“Sometimes the silence is the loudest thing in the room.”
~ Cory Basil, Skinny Dipping in Daylight
I know that I have written on this topic before, but I have been faced with an unexpected road block along my journey, and just maybe I will feel a little bit better about it if I get it all out and do my best to move onward.
The road block you see, is the unforeseen fact that it does not matter how old we grow or how mature we may think that age will bring – we will find ourselves standing in the presence of a bully. Such a harsh word – but isn’t the transgression itself even more offensive? As a mom, I do my best to instill in my children to be kind, to understand how powerful our actions are and how everlasting they can remain with someone.

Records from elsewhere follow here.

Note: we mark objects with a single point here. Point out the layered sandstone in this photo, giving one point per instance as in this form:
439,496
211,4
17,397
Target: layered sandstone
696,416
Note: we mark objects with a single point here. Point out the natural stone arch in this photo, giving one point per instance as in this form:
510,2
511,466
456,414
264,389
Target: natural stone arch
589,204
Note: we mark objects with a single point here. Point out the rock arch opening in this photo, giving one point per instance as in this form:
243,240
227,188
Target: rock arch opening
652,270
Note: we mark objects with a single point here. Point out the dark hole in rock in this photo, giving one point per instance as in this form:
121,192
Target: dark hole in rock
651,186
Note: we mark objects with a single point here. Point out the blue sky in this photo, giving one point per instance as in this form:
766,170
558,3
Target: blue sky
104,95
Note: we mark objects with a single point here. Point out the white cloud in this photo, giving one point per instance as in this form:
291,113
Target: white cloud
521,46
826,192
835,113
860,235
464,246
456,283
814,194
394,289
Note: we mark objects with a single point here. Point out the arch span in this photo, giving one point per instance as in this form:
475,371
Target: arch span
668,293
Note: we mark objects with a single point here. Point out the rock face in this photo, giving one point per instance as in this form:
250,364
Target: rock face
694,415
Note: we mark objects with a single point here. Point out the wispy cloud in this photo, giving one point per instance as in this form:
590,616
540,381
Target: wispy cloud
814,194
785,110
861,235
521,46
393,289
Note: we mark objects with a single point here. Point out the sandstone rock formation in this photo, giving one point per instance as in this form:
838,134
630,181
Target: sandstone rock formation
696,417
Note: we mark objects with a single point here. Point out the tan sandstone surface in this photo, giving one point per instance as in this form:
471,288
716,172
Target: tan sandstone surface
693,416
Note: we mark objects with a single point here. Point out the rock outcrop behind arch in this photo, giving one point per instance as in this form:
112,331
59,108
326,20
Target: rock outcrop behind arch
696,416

I don’t think I will ever understand the lack of compassion. We all have feelings, we all have a history, and not a single one of us are perfect. Why would anyone think that they have the authority to treat another with such disregard? Just as a child, stumbling into the wrath of a bully as an adult, is brutal. It’s unexpected and leaves you stunned. As your heart races, and your breath shortens, your brain is paralyzed and unable to respond. You feel defeated because you failed to bark back. They found victory in the silence. And in that moment, the fear begins, terrorized with the unknown…waiting for them to strike again.
But, in my silence, I acknowledge that their fear is greater than mine, that what drives them to act with such venom is just as powerful as what drives my composure. In my silence, I acknowledge that it takes just as much strength to have grace towards them as it does for them to antagonize me. In my silence, I acknowledge that I might not be the one to change their heart, but I can be the one who prays for the one that does. My silence is thunderous and it resounds throughout my soul. My purpose is greater than the circumstance – my resolve is resolute.